The following scripts have to be run in Matlab to be able to re-create the tables:

• identification/Model_Reduction.m
• identification/Optimal_Excitation.m

Tables and Figures

Matlab scripts for re-creating the data of the tables are located in directory figures_tables:

• Tab. I: Create_Table_Parameters.m
• Tab. II: Create_Table_errorModelA.m
• Tab. III: Create_Table_errorModelB.m
• Tab. IV: Create_Table_ParametersProcess.m
• Tab. V: Create_Table_errorProcessOnProcess.m
• Tab. VI: Create_Table_errorModelAonProcess.m (and not presented in the paper for model B Create_Table_errorModelBonProcess.m)
• Tab. VII: Create_table_ControllError_comparison_Process1.m (and not presented in the paper for process 2 Create_table_ControllError_comparison_Process2.m
• Fig. 4: Create_Figure_squareEE.m

Robot Model

The directory robot_model contains the model of the Cloos QRC 350 robot used to obtain the results of the paper.

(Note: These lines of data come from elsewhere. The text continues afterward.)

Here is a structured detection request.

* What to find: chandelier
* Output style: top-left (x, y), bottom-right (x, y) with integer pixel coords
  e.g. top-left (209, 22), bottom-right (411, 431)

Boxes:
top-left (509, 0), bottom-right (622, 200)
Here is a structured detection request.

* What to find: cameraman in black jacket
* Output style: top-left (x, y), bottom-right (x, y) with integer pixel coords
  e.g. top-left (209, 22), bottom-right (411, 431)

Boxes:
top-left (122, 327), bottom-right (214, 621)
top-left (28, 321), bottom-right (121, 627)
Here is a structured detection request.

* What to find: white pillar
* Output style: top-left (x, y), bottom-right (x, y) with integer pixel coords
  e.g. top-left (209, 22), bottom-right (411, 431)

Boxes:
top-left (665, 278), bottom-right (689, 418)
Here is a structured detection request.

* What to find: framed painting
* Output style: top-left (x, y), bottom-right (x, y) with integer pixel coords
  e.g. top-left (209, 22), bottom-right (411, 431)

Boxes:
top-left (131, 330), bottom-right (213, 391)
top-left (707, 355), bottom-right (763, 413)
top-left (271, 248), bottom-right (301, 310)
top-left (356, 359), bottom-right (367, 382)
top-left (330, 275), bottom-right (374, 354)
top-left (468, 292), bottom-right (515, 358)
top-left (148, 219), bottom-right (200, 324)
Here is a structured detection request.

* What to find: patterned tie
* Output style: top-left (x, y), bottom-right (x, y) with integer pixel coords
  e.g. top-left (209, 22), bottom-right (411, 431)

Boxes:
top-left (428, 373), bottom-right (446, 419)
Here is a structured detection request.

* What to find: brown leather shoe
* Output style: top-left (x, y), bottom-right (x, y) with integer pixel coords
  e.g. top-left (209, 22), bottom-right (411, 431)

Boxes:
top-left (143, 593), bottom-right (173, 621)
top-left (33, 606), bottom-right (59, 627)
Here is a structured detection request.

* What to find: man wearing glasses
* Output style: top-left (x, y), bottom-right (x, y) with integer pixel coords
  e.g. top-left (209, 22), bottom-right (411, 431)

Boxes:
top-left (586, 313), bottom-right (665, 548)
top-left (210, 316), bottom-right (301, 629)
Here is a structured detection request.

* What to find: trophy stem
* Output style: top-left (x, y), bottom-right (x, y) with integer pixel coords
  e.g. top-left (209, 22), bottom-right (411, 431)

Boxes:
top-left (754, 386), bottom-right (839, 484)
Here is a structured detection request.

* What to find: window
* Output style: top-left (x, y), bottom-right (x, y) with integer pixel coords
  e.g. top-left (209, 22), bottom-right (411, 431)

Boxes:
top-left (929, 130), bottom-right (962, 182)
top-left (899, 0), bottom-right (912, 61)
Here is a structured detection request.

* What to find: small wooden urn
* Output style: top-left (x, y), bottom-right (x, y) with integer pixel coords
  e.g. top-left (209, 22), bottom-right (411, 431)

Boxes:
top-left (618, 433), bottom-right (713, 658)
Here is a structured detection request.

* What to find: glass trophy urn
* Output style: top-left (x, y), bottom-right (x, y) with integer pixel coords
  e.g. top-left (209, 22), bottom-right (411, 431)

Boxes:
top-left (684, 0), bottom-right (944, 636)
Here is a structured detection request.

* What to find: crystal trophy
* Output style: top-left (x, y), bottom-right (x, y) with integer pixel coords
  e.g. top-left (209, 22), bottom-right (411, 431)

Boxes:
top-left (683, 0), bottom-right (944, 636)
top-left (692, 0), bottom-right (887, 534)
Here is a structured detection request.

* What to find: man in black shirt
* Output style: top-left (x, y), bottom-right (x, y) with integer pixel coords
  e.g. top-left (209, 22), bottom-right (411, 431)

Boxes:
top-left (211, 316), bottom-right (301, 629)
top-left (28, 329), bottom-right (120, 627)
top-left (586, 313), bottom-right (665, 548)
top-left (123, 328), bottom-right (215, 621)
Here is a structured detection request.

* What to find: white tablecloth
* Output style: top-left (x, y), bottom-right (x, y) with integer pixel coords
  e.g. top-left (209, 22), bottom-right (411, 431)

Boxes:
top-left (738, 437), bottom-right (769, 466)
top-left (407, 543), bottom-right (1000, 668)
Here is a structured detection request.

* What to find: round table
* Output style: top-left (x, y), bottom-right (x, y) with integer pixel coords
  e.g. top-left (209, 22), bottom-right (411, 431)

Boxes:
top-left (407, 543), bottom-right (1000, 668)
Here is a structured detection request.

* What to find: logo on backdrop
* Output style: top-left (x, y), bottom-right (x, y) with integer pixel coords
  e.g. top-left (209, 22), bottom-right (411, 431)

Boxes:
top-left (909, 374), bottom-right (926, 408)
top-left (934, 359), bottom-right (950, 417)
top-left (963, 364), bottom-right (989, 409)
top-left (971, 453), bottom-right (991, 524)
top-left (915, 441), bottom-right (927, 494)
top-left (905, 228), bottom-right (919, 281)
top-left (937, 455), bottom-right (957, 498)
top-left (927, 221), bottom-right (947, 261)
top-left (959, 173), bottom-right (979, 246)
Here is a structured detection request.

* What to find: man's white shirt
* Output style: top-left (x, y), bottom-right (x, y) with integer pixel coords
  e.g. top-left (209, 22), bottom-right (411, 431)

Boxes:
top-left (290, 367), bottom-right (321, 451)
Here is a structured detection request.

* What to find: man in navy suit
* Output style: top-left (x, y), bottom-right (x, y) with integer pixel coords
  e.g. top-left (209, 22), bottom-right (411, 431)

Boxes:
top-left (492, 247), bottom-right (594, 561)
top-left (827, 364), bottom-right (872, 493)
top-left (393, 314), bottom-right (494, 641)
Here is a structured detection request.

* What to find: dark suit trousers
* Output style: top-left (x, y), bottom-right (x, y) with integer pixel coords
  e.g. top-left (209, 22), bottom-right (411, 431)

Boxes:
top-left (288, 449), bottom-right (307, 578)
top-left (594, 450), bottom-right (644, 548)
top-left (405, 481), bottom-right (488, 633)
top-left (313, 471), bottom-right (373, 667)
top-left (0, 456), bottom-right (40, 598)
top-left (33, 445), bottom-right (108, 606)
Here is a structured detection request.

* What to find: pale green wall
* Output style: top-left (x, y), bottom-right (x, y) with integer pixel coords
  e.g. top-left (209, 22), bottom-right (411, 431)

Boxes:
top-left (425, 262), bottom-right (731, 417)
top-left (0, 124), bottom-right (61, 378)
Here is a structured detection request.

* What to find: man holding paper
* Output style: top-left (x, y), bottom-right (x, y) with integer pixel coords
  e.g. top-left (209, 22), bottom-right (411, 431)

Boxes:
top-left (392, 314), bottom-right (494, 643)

• Functions for creating the papers results:
  • RegressorMatrix.m provides the dynamics base parameter regressor X from equ. 3 of the paper
  • WLS_method.m implements equ. 5 of the paper
• The model is generated with the stand-alone Maple worksheet from generation/main.mw. The subdirectories kinematics and dynamics contain the generated output and intermediate results for validation. The directory output stores the automatically generated files from the worksheet.

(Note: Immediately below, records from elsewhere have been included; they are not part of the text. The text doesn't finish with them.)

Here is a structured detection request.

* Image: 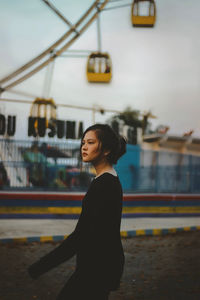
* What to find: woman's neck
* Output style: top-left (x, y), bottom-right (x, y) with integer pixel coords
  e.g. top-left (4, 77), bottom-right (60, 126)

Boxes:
top-left (93, 160), bottom-right (113, 177)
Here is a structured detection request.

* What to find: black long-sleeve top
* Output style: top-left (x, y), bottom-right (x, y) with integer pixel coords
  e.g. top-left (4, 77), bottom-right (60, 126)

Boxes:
top-left (28, 173), bottom-right (125, 291)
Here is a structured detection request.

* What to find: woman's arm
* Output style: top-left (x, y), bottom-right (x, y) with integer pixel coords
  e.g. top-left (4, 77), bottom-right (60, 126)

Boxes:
top-left (28, 215), bottom-right (83, 279)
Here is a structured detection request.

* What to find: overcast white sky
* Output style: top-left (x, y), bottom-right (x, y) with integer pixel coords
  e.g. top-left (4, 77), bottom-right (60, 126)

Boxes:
top-left (0, 0), bottom-right (200, 139)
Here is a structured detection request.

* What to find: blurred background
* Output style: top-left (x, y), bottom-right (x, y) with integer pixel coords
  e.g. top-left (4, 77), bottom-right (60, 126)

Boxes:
top-left (1, 0), bottom-right (200, 195)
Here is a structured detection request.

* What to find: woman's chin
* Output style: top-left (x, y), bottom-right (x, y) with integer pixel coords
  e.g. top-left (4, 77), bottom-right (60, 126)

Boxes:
top-left (82, 157), bottom-right (90, 163)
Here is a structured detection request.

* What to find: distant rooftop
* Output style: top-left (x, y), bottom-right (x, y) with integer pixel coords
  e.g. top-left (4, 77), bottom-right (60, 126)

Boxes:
top-left (142, 133), bottom-right (200, 155)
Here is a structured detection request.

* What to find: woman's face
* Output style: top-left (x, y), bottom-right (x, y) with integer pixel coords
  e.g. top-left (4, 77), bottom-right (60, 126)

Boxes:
top-left (81, 130), bottom-right (102, 163)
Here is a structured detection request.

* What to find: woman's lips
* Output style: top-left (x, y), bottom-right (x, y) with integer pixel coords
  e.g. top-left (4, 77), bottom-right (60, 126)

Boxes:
top-left (82, 153), bottom-right (88, 156)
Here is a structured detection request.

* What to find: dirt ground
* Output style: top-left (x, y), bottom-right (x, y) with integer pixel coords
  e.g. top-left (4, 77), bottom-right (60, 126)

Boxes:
top-left (1, 231), bottom-right (200, 300)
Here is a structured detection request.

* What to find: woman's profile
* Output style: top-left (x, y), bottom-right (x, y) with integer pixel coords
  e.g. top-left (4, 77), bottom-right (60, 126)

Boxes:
top-left (28, 123), bottom-right (127, 300)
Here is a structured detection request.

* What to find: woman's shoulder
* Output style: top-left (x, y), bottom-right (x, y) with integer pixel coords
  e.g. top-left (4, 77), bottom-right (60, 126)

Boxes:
top-left (92, 172), bottom-right (121, 190)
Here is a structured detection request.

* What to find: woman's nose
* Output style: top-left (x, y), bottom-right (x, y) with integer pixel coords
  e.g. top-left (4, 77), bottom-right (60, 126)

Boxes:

Second model implementation as reference:

• The directory codegen_reference contains files to generate the robot model with another toolbox. Running the generation is not necessary at this point.
• matlabfcn_CloosQRC350DE contains the second implementation of the robot model with consideration of the differential gear mechanism in the hand joints. matlabfcn_CloosQRC350OL contains a simplified model only regarding the joints.
• testfcn_CloosQRC350DE and testfcn_CloosQRC350OL contain a unit test suite for the second implementation with the scripts CloosQRC350DE_test_everything_fixbase.m and CloosQRC350OL_test_everything_fixbase.m
• Both model implementations are compared against each other with the Matlab script validation/validate_hybrdyn.m, proving the validity of the model.
• The validation with the second implementation has the following dependencies:
  • Matlab toolbox (tested with rev. 59c70af , 2020-05-25)
  • Various external toolboxes (tested with rev. 5a5fa3a, 2020-05-25)
  • Robotics toolbox (tested with rev. 0e84d24, 2020-06-23)
• To regenerate the Matlab functions for the second implementation, the files in the directory codegen_reference can be used in connection to the robot dynamics toolbox from the co-author Moritz Schappler. The following steps are necessary
  • Download the toolbox from GitHub. Tested with rev. f50aeda, 2020-06-24. Set it up according to it's README file.
  • The code generation runs better on Linux operating system. For Windows an appropriate Bash terminal is necessary, see toolbox Readme.
  • The link to the toolbox in the file hybrdyn_repo_path has to be created (see template file with the same name)
  • Run generate_models.sh in a Bash terminal to create the second implementation of the model.